AK: Decrease in Denali wolves affects tourism dollars

By RUSSELL STIGALL
JUNEAU EMPIRE

As Denali wolf sightings drop so do Alaska tourism dollars.

Visitors to Denali National Park are less likely this year to see a wolf than even a year ago. The loss of the two remaining breeding females in the human-habituated Grant Creek Pack precipitated the breakup of the most-viewed pack of wolves remaining in the park.

Part of this education is taking members “into places where wild wolves exist and thrive,” said Diane Bentivegna, director of education and resources at Wolf Watcher Coalition.

Bentivegna said her group has taken groups of 60 to Yellowstone on wolf-viewing trips. She said interest in Alaska wolf viewing had her organization planning a 20-member tour group to Denali. The group, she said, was expected to spend around $160,000 while in Alaska.

“There was a great amount of interest within our membership,” Bentivegna said. “We are eager to get our people up there.”

Wolf Watch canceled preparations for its Denali trip as it learned of a drop in sightings of the approximately 70 wolves in the park. The rate of sightings of the Grant Creek pack have drop from 45 percent to 14 percent. She learned that the last breeding Grant Creek female was trapped just outside the park on state land in what once was a wolf hunting and trapping buffer zone.

“The odds of us seeing wolves on the land in Denali [is] very iffy, at best,” Bentivegna said.

“This raised a great deal of concern for people who will pay $8500 to $9000 [per trip],” Bentivegna said. “We want to do this but we want to be reasonably assured that we’ll see some wolves.”

The Alaska Wildlife Alliance sent an emergency petition the Alaska Board of Game in September to reinstate a buffer zone on state land down the eastern edge of the park and preserve.
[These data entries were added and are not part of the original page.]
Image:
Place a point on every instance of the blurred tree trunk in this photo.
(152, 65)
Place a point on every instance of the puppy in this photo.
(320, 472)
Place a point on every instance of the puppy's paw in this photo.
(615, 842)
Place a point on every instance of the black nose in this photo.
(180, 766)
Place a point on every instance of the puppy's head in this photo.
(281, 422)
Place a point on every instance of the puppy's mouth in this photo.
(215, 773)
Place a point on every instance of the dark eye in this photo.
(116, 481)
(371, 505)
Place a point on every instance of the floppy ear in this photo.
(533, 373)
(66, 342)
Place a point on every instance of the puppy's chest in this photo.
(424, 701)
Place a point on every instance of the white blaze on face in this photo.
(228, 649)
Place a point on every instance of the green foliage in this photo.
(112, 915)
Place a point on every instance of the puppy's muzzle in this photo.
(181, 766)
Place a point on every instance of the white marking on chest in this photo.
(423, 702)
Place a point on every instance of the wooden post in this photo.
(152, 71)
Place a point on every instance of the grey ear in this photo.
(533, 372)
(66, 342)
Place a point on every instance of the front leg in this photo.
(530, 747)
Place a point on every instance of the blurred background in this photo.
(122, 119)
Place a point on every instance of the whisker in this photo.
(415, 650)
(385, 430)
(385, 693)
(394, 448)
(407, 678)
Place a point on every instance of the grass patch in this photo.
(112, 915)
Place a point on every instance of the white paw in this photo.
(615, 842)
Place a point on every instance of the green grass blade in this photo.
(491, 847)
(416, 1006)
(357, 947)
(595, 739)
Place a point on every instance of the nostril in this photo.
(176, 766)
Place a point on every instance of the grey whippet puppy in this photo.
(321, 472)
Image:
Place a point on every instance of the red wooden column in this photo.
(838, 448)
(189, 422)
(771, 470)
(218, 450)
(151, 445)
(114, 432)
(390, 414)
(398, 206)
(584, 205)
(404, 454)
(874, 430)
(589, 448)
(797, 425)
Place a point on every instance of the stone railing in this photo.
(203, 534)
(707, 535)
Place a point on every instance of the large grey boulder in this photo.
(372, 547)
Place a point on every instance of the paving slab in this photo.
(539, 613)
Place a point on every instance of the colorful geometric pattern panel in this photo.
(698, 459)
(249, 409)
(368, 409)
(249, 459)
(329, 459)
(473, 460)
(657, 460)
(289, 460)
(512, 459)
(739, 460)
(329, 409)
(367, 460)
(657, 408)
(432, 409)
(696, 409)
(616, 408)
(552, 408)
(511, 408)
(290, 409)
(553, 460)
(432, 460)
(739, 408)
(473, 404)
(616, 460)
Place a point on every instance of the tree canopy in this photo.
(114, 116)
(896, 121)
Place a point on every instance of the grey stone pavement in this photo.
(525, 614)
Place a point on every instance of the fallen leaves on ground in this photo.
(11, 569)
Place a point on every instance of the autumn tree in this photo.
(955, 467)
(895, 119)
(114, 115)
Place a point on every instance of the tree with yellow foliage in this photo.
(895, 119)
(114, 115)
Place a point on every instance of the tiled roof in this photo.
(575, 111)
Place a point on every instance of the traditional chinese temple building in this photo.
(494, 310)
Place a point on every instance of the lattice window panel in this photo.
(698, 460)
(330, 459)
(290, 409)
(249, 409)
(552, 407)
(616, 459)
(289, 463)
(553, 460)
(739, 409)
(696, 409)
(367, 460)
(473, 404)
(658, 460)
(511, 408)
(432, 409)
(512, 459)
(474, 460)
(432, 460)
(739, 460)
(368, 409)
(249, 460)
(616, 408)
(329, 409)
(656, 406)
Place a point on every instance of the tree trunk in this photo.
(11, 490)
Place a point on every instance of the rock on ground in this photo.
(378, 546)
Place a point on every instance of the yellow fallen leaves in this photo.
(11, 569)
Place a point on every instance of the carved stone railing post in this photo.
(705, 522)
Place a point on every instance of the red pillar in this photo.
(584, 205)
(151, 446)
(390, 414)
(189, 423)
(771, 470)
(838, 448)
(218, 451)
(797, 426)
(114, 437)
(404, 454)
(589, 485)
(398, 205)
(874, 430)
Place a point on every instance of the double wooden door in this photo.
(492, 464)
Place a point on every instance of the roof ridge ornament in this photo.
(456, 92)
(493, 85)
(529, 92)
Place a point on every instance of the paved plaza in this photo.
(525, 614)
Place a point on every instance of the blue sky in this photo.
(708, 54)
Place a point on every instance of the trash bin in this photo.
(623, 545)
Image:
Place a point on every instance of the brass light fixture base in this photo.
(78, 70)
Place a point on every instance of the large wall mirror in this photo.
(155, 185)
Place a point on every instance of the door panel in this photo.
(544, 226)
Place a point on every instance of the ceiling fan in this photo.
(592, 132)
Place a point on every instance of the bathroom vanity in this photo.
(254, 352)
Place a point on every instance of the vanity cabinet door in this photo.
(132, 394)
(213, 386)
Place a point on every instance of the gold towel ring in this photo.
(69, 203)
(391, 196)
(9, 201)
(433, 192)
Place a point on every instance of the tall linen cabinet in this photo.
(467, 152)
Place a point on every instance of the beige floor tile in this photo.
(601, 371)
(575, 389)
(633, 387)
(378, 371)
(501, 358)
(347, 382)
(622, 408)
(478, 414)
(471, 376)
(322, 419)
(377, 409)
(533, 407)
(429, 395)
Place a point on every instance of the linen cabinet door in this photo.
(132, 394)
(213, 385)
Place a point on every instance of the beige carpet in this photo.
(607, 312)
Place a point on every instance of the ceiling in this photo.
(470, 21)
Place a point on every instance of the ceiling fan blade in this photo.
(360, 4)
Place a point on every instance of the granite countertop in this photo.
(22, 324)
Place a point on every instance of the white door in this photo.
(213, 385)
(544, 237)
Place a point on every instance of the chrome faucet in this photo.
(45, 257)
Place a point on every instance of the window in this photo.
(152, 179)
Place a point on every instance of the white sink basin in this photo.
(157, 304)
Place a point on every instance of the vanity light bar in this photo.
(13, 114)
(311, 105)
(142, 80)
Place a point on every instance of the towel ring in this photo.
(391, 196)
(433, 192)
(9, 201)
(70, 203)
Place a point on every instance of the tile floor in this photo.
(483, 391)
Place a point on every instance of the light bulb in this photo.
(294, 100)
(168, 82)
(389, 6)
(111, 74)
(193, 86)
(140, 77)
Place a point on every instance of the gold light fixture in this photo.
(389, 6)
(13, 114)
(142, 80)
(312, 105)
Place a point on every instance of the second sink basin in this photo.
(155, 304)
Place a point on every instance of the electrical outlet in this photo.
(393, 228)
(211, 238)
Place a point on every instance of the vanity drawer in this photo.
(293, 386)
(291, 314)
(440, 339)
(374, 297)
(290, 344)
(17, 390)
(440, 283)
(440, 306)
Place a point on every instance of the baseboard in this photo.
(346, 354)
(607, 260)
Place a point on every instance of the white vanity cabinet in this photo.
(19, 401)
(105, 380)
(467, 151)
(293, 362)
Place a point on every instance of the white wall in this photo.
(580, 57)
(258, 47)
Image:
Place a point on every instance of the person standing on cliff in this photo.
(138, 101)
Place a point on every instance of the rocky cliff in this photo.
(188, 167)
The board had recently voted to eliminate the buffer until at least 2016. The board rejected the petition based on the board finding that the situation did not merit an emergency conservation action.

Tina Brown president of the Alaska Wildlife Alliance said the board of game erred in its interpretation of emergency regulation rules along with other grievances. Brown and eight other groups and individuals filed a petition on September 19 to reconsider the board’s original finding.

The Board of Game did not comment in time for the story. Board members need more time to get up to speed with the new petition, Kristy Tibbles executive director of the Board of Game said in a phone message.